Fortunately, if there is no program where you live or you simply don’t have the time to go, there is an EPA-recommended process of how to dispose of medication.

  1. Remove drugs from their original containers.
  2. Mix them with a material like cat litter or coffee grounds that is undesirable.
  3. Place the mixture in a margarine tub, seasoning bag, or other disposable container with a lid.
  4. Be sure to remove or hide any personal revealing information on drug packaging.
  5. Place the container and its contents into a garbage can for proper disposal.

Many people believe that flushing their medications down the toilet is a good way to get rid of them safely, but the EPA warns against doing that unless a label or instructions says to.
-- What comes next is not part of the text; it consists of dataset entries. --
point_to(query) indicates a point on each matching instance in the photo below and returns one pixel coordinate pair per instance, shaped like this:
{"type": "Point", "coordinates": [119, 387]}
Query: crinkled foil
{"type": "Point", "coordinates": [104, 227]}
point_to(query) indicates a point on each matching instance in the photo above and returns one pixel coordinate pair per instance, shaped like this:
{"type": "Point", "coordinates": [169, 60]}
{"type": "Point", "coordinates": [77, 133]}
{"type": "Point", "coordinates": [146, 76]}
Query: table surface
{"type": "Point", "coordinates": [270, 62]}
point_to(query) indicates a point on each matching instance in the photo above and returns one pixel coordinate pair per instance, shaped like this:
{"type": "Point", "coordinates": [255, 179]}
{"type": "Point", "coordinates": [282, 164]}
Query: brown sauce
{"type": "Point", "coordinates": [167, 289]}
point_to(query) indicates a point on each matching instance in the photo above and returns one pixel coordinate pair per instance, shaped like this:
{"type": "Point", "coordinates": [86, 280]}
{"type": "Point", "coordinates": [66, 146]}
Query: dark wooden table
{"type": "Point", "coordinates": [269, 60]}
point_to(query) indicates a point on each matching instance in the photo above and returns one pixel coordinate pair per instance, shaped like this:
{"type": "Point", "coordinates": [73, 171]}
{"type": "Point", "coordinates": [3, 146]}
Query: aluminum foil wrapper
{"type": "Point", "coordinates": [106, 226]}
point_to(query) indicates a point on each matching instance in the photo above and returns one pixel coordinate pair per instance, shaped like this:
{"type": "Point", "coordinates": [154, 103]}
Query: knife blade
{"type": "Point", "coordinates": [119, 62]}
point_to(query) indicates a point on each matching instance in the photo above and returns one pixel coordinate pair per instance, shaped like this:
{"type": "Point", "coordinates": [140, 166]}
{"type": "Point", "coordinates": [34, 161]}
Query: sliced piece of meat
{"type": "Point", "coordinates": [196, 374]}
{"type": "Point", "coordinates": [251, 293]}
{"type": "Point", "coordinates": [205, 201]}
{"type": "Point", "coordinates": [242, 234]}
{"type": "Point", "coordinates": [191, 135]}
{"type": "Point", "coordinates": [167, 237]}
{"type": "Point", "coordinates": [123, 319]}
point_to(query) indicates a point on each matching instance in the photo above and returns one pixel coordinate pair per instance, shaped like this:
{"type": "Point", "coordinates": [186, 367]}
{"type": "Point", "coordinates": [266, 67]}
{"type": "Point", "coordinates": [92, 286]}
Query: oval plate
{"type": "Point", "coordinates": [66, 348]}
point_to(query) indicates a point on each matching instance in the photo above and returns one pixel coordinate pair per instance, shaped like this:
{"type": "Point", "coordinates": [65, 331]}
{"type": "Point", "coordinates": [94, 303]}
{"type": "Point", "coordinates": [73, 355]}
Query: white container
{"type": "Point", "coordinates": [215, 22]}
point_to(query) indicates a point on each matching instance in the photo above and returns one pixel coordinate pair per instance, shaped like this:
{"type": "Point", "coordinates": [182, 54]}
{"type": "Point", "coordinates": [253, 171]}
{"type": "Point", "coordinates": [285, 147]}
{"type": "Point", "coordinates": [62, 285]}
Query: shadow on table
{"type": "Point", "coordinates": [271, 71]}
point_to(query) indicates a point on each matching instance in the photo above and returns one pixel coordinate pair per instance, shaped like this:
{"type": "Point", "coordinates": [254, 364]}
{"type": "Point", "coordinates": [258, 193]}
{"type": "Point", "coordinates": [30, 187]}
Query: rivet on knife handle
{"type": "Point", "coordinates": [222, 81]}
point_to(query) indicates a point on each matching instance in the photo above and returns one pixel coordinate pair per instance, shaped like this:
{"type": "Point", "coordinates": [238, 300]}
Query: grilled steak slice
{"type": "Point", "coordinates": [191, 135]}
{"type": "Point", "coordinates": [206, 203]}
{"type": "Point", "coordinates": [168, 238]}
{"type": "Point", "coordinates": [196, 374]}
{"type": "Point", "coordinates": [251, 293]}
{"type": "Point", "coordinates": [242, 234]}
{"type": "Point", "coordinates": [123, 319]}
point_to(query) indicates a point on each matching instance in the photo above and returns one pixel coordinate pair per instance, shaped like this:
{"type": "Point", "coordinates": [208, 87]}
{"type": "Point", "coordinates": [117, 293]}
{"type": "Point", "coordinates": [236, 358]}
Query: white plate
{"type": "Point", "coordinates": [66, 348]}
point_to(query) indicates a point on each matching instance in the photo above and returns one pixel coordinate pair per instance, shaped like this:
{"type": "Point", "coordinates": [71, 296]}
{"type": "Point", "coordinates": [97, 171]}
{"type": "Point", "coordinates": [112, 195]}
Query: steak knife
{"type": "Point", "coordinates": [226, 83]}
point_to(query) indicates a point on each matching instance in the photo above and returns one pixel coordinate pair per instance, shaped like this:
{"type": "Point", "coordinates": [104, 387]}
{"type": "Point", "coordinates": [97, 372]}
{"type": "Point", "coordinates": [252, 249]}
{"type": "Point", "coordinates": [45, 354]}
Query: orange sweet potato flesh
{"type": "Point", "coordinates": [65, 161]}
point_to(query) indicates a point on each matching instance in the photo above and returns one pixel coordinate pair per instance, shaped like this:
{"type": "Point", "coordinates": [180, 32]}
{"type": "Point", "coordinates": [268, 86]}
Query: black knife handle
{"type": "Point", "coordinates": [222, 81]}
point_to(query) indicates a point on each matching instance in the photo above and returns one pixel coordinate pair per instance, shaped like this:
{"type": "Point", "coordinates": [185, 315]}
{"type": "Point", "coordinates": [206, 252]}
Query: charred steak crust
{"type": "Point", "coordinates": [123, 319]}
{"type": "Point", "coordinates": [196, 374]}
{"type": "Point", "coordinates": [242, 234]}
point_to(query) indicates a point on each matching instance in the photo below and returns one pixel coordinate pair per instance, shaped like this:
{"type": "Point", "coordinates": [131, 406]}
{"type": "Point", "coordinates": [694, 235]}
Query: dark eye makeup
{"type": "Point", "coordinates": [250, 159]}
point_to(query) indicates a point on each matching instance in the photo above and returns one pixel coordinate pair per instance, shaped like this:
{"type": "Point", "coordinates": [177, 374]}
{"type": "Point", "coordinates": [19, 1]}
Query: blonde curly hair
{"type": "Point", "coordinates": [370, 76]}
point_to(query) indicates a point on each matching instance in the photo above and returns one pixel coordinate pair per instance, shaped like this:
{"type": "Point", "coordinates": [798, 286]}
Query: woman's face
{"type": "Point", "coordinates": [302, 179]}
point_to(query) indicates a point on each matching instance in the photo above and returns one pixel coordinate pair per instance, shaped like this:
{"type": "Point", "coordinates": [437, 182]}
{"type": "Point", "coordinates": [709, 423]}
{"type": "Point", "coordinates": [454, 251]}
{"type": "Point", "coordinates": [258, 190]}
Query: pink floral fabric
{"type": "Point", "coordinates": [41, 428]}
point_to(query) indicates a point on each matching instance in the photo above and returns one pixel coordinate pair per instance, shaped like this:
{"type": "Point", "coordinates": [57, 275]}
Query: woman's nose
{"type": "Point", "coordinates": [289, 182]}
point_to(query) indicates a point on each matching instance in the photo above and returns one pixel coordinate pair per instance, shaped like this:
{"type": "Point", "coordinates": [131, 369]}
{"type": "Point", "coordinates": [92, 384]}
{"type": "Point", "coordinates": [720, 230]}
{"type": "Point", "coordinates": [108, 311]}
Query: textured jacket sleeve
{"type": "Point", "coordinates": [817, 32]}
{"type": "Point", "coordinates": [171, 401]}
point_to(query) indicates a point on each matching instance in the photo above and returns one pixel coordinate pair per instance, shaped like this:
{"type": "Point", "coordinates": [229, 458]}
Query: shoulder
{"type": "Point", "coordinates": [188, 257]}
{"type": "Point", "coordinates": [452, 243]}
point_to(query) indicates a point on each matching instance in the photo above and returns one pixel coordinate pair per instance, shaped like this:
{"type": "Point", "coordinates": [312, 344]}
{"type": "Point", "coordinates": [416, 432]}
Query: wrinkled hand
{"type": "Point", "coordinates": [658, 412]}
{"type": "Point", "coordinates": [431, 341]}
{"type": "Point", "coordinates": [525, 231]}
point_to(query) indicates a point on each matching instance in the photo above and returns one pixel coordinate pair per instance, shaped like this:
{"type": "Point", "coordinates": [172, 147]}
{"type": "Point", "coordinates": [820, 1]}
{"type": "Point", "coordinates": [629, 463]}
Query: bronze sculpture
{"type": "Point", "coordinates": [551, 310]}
Flushing medications might be good for making sure kids aren’t able to get access to them, but it is not a good pharmaceutical disposal method and can contribute to toxins and contaminants in water systems.
One of the more startling littering facts is that improperly disposed-of medications contribute to water pollution. Millions of Americans depend on drugs to live a healthy and happy life, but the wrong disposal techniques could contribute to water pollution. So if you want to go green, then making sure to use drug take-back programs or the proper home disposal options is always a must.